Women want daughters, men want sons, new study

Men want sons, women want daughters
Men want sons, women want daughters Photo: SHUTTERSTOCK

Whether or not individuals want a boy or girl comes down to one main factor: their own sex. That's according to a new study which found that men tend to want sons while women have a stronger preference for daughters.

It was a surprising outcome for the researchers who expected to find a link between preference for a particular gender and a range of other factors - but didn't.

"Our study failed to show that the parents' preferences for the offspring's gender are affected by their status, wealth, education or childhood environment. Instead, parental preferences were best predicted by their sex," said lead author Robert Lynch from the University of Turku, Finland of their findings.

"Women from all socioeconomic backgrounds expressed implicit and explicit preferences for daughters: they chose to donate more to charities supporting girls and preferred to adopt girls. In contrast, men expressed consistent, albeit weaker, preferences for sons."

As part of the study, published in the journal Scientific Reportsresearchers recruited a group of 770 participants. They were asked to complete a number of tasks, which included answering the question: "If you could choose the number and sex of all of the children you will have in your lifetime: How many boys would you want?— and How many girls would you want?—"

Participants also:

  • Answered a question about whether they wanted to donate some of their fee for doing the study to a charity benefiting either girls or boys 
  • Answered a hypothetical question about adoption: "Imagine that you and your partner want to adopt a child. You visit an orphanage and pay the adoption fee. The orphanage only allows couples to adopt one child. You are given the choice of fraternal (non-identical) twins, one boy and one girl. Both are 12 months old. Whom do you choose to adopt?"
  • Completed an implicit task about gender, designed to capture more automatic responses to gender preferences than than self-reporting.

"Female participants showed a strong preference for adopting girls, donated far more to charities supporting girls rather than boys, scored much lower on the Implicit Association Test (i.e. implicit preference for girls), and preferred female-biased offspring sex ratios," the authors write.

"Males, meanwhile, showed no significant preference for adopting daughters vs. sons, a modest preference for donating to charities supporting girls, a slight implicit preference for boys and a slight explicit preference for a male-biased offspring sex ratio."

Advertisement

So why might that be the case?
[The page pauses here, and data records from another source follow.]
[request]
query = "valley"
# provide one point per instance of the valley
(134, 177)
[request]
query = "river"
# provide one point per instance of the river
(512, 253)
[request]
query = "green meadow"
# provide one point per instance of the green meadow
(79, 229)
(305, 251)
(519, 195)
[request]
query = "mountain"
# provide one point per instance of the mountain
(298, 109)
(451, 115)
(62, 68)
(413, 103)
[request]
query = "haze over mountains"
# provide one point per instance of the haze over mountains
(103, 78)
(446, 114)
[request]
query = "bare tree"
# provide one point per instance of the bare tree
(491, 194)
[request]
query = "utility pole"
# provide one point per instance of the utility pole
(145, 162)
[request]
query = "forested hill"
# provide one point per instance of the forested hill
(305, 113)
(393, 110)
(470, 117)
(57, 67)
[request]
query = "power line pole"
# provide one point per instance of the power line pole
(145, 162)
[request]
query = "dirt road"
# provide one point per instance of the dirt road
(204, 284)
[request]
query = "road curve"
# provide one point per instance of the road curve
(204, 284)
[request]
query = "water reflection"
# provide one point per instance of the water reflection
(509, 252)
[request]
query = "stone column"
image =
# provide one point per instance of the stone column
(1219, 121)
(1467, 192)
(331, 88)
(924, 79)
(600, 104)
The authors suggest a number of theories.

Cultural changes:

"Parental investment patterns have been changing rapidly in developed countries like the United States over the past few decades and some evidence indicates that, overall, parents now invest more in daughters than they do in sons," they write, adding that prospective couples are 45 per cent more likely to express an interest in adopting daughters over sons.
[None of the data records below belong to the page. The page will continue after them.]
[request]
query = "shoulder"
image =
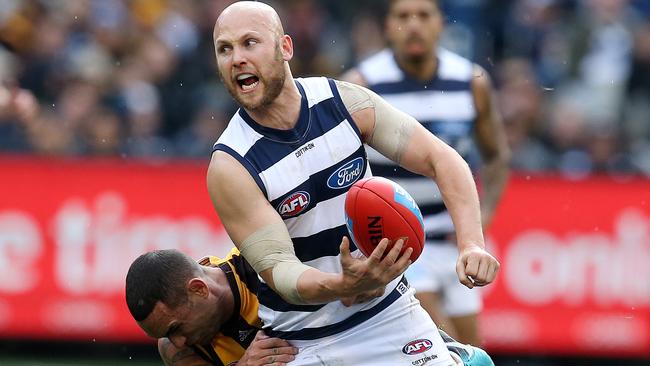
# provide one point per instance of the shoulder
(172, 355)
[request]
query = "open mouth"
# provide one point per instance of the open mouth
(247, 81)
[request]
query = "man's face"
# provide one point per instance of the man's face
(251, 58)
(413, 28)
(197, 321)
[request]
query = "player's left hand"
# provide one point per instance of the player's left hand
(476, 267)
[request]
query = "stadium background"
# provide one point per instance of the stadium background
(120, 103)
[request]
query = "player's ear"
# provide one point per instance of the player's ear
(198, 287)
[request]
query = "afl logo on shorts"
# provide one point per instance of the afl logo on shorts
(417, 346)
(294, 204)
(346, 175)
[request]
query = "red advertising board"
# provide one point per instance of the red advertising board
(575, 255)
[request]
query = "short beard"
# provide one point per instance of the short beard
(273, 86)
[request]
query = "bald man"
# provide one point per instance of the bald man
(278, 179)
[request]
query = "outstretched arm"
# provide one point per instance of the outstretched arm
(260, 234)
(402, 139)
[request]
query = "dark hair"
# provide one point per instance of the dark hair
(160, 275)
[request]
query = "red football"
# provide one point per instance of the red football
(377, 208)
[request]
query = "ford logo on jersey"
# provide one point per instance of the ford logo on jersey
(346, 175)
(417, 346)
(294, 204)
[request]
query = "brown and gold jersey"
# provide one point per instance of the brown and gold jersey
(238, 332)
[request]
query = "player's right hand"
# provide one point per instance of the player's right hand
(265, 350)
(363, 275)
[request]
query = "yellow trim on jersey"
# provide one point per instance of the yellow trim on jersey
(227, 349)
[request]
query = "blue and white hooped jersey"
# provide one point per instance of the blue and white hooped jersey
(444, 105)
(305, 173)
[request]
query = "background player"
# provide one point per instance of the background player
(452, 98)
(205, 313)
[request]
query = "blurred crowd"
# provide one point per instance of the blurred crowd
(137, 78)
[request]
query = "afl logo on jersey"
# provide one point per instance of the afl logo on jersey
(417, 346)
(294, 204)
(346, 175)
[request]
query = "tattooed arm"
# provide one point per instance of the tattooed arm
(173, 356)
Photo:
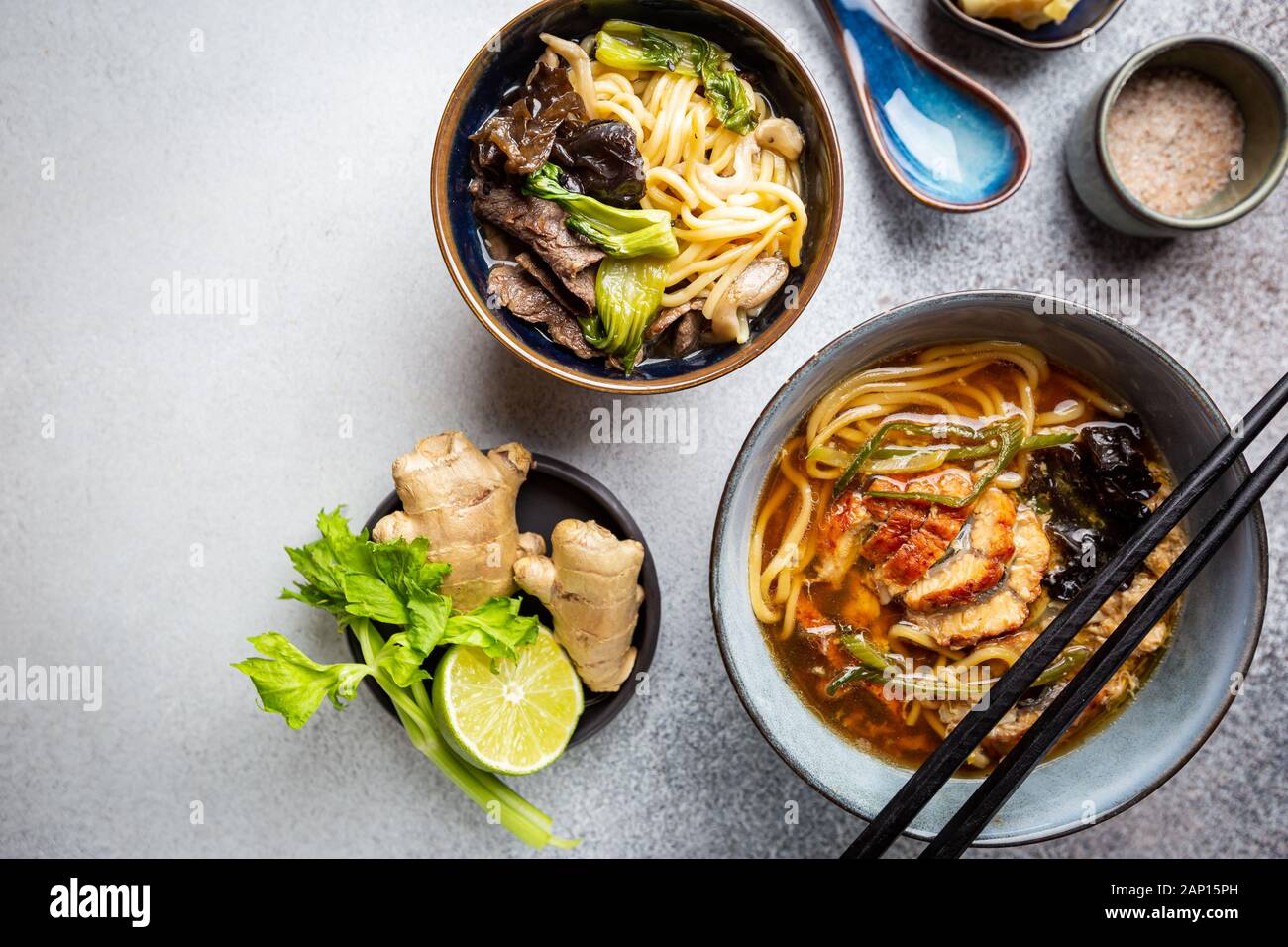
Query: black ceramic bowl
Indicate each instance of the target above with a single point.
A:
(558, 491)
(507, 56)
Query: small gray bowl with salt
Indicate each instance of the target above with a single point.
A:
(1192, 133)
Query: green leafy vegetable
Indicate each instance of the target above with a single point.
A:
(627, 298)
(290, 684)
(627, 46)
(494, 626)
(618, 232)
(360, 582)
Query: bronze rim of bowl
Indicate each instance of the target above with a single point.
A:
(983, 26)
(447, 129)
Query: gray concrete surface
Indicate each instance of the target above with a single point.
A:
(294, 150)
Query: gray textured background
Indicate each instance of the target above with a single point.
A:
(174, 431)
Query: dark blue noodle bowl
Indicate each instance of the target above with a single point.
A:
(507, 58)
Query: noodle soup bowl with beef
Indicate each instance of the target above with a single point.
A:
(917, 502)
(760, 226)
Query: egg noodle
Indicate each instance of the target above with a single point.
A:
(733, 197)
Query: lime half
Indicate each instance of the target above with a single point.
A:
(515, 719)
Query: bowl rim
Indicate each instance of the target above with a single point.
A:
(1141, 60)
(993, 298)
(647, 631)
(983, 26)
(449, 124)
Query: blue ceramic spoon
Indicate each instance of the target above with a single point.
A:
(944, 138)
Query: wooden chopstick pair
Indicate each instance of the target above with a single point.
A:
(952, 753)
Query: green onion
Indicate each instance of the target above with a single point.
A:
(627, 298)
(1070, 660)
(1010, 434)
(618, 232)
(627, 46)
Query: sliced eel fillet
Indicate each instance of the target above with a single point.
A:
(912, 535)
(1006, 608)
(979, 564)
(840, 530)
(903, 538)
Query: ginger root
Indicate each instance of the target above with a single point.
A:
(590, 585)
(463, 502)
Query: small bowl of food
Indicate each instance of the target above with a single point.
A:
(636, 197)
(1033, 24)
(1192, 133)
(913, 508)
(612, 639)
(490, 648)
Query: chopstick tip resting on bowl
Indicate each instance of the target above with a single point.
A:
(951, 754)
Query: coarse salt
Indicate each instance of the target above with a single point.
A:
(1173, 138)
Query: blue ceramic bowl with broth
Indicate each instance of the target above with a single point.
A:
(1190, 688)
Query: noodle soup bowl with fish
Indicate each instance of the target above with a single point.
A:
(502, 64)
(1193, 682)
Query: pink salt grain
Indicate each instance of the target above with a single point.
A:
(1173, 137)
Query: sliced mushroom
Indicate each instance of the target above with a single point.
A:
(746, 295)
(782, 136)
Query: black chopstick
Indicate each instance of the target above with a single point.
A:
(992, 793)
(951, 754)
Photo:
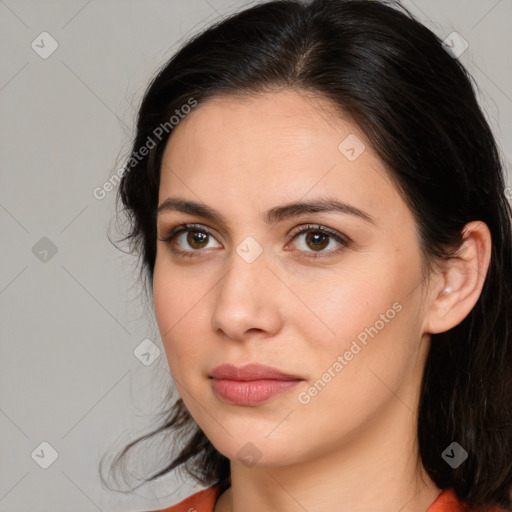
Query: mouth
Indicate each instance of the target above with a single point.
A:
(251, 384)
(250, 392)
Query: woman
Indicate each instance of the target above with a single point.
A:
(320, 210)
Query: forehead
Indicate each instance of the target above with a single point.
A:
(271, 148)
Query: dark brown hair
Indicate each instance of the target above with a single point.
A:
(416, 104)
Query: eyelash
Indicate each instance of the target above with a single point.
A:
(199, 228)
"Therefore these results showing overall preferences for daughters may reflect the cultural impact of parental sensitivity to increasing economic prospects for females in Western, industrial societies."

Better ... ahem ... return on investment:

"Because in the United States girls outperform boys in school and are far more likely to attend college, the expected return on investment for daughters is rapidly increasing, which may account for the overall girl preference in our sample," the authors note.
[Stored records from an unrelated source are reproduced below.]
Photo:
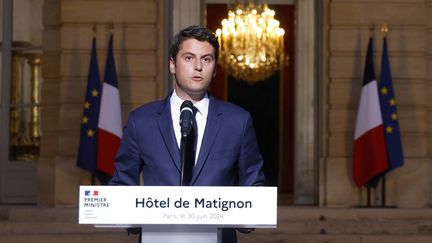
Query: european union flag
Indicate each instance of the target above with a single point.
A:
(87, 153)
(389, 113)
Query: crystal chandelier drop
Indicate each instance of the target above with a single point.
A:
(251, 42)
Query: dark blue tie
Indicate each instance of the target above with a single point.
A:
(191, 151)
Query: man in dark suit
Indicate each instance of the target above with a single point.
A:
(228, 153)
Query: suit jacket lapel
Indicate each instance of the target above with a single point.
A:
(164, 121)
(212, 128)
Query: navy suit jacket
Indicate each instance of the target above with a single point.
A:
(229, 153)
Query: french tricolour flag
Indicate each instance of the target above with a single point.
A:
(110, 123)
(370, 154)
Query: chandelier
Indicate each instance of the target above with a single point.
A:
(251, 42)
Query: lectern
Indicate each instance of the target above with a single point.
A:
(178, 214)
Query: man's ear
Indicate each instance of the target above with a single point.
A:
(172, 66)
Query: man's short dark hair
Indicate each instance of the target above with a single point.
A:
(194, 32)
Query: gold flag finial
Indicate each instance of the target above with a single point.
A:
(384, 28)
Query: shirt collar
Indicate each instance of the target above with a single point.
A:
(201, 105)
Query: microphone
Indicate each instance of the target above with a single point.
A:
(186, 118)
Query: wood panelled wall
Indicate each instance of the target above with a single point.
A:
(139, 46)
(347, 26)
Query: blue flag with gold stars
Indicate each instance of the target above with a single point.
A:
(87, 153)
(389, 113)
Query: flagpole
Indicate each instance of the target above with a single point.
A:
(384, 30)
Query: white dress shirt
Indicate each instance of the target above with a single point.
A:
(201, 118)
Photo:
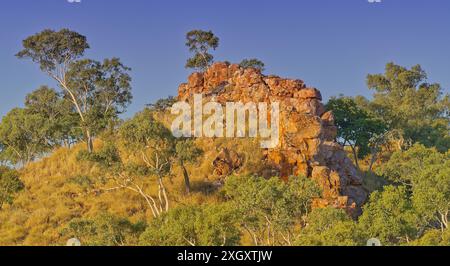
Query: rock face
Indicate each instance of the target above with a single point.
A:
(307, 132)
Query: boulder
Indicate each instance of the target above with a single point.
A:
(308, 144)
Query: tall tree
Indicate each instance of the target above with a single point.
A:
(62, 119)
(23, 136)
(200, 43)
(96, 90)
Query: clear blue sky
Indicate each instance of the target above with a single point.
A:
(331, 44)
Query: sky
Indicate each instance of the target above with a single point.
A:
(330, 44)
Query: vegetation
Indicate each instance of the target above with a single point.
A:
(200, 43)
(76, 170)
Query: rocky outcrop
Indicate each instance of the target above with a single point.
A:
(307, 140)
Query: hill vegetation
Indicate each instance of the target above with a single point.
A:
(73, 168)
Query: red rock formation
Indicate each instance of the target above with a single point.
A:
(308, 133)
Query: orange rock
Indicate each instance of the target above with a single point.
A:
(307, 136)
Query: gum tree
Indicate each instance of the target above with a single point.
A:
(98, 91)
(200, 43)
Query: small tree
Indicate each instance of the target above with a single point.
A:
(356, 127)
(389, 216)
(407, 102)
(200, 43)
(187, 152)
(329, 227)
(252, 63)
(269, 209)
(63, 125)
(426, 174)
(23, 136)
(207, 225)
(10, 184)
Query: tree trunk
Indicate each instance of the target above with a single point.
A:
(355, 155)
(90, 142)
(187, 182)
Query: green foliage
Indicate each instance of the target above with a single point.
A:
(162, 105)
(104, 230)
(407, 102)
(199, 43)
(268, 209)
(434, 238)
(62, 121)
(52, 48)
(151, 140)
(10, 184)
(356, 127)
(97, 91)
(252, 63)
(210, 225)
(187, 152)
(426, 173)
(23, 136)
(389, 216)
(329, 227)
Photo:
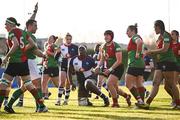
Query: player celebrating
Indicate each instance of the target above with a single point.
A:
(68, 50)
(112, 54)
(18, 65)
(166, 65)
(83, 65)
(51, 71)
(176, 50)
(134, 75)
(101, 79)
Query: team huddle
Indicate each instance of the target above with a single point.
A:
(64, 60)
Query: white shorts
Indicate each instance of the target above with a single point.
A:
(33, 69)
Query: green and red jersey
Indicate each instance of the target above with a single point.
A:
(132, 48)
(110, 53)
(29, 52)
(168, 55)
(176, 50)
(19, 55)
(51, 61)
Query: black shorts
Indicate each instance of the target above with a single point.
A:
(17, 69)
(64, 65)
(146, 75)
(118, 71)
(52, 71)
(178, 69)
(166, 66)
(135, 71)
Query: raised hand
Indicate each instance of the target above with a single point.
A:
(36, 7)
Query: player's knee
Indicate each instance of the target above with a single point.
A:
(88, 83)
(83, 101)
(27, 83)
(5, 82)
(155, 83)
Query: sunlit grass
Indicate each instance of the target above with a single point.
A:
(160, 109)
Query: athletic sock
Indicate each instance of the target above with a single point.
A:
(60, 92)
(141, 91)
(177, 101)
(115, 100)
(38, 99)
(149, 100)
(105, 86)
(135, 93)
(2, 96)
(14, 97)
(67, 93)
(103, 96)
(40, 95)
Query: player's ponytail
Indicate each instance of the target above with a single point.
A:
(134, 28)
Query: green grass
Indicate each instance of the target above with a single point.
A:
(160, 110)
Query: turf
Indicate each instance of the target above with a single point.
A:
(160, 109)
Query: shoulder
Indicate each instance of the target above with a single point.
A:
(136, 37)
(74, 46)
(166, 37)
That said, the researchers do acknowledge that findings in the area are mixed - and their results may not be relevant for individuals outside the Finnish sample they studied.

"There is some evidence that, although overall parents tend to express preferences for their same sex offspring, fathers are increasingly likely to prefer daughters as genders roles have changed (e.g., girls are increasingly more likely to play sports)," they write.

A study published in 2012 in Open Anthropology also found that women want girls and men want boys. Rather than a better return on investment, however, the authors speculated that women want daughters so as to leave a legacy - a "close copy" of themselves.  For women, the desire for a daughter was extremely strong, especially in the scenario of an only child.

But what of men wanting sons? Blame it on the patriarchy. "[Men's desire for male bubs] represents a lingering remnant of the long history of widespread patriarchal dominance in human societies – with its evolutionary roots signalled in the present data by a persistent and conspicuous male preference for sons," the authors said.

A recent study published in Social Science and Medicine found that women who gave birth to boys were significantly more likely to experience post natal depression. And while increased inflammation might be to blame (analysis of placental tissue indicates that mums produce a stronger inflammatory response to boy babies), the authors also noted that an "undocumented preference for daughters" in other words, gender disappointment, could also be behind their findings.